CREATE TABLE t (id UInt64, val UInt64) ENGINE = MergeTree ORDER BY id;
INSERT INTO t SELECT number, number*7 FROM numbers(  1, 100);
INSERT INTO t SELECT number, number*7 FROM numbers(101, 100);
INSERT INTO t SELECT number, number*7 FROM numbers(201, 100);
INSERT INTO t SELECT number, number*7 FROM numbers(301, 100);
INSERT INTO t SELECT number, number*7 FROM numbers(401, 100);

SELECT count() FROM t;          -- 500   (as expected)

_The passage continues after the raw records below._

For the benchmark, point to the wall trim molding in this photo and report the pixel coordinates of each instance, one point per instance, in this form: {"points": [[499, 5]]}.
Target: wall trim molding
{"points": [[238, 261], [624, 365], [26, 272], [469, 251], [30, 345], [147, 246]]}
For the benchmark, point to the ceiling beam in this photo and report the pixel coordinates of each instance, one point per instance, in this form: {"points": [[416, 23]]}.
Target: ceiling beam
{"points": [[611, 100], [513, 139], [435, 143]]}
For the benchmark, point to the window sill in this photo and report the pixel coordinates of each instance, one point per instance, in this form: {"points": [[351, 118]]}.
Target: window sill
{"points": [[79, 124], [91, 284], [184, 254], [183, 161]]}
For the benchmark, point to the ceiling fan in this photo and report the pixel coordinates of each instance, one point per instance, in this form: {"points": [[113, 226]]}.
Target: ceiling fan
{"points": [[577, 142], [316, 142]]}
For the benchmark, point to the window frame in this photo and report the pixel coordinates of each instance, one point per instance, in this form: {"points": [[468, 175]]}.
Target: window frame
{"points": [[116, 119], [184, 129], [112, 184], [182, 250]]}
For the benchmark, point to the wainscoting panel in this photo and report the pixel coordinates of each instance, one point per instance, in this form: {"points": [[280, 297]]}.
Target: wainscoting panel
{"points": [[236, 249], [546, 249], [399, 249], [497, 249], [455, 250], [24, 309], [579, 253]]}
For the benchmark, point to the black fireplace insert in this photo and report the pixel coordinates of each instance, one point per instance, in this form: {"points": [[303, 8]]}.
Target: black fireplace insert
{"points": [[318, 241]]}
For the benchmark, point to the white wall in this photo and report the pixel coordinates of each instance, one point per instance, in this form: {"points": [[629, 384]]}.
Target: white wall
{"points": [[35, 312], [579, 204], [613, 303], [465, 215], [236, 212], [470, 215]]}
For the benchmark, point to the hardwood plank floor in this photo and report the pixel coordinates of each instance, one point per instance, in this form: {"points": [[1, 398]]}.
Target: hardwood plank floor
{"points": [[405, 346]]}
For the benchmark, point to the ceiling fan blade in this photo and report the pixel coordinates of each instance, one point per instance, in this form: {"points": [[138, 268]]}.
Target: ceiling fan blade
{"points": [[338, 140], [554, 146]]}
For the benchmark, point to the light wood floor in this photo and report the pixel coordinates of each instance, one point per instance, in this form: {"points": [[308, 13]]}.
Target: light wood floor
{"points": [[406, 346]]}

-- Now: TRUNCATE TABLE t, then SIGKILL the server mid-TRUNCATE.
-- Restart the server cleanly.

SELECT count() FROM t;          -- 300   ← BUG: not 0, not 500

On-disk forensics after the crash:

data/store/<uuid>/all_1_1_1/   ← empty replacement part (committed)
data/store/<uuid>/all_2_2_1/   ← empty replacement part (committed)
data/store/<uuid>/all_3_3_0/   ← original source part still active (100 rows)
data/store/<uuid>/all_4_4_0/   ← original source part still active (100 rows)
data/store/<uuid>/all_5_5_0/   ← original source part still active (100 rows)

Why it happens

TRUNCATE doesn't directly delete parts. Instead it creates N empty "covering" replacement parts (one per source part at a higher mutation level) and renames them into the store one at a time. The rename loop is at src/Storages/MergeTree/MergeTreeData.cpp:8430:

void MergeTreeData::Transaction::renameParts()
{
    for (const auto & part_need_rename : precommitted_parts_need_rename)
    {
        LOG_TEST(data.log, "Renaming part to {}", part_need_rename->name);
        part_need_rename->renameTo(part_need_rename->name, true);
    }
    precommitted_parts_need_rename.clear();
}

A plain for loop with one rename(2) per part. No batched-atomic primitive, no journal, no startup recovery to roll forward or back. A SIGKILL between iterations leaves K replacements renamed in and N-K source parts still active. The recovery path loads what it sees: the K committed empty replacements "win" over their corresponding source parts (higher level), but the remaining N-K source parts stay active and visible to queries.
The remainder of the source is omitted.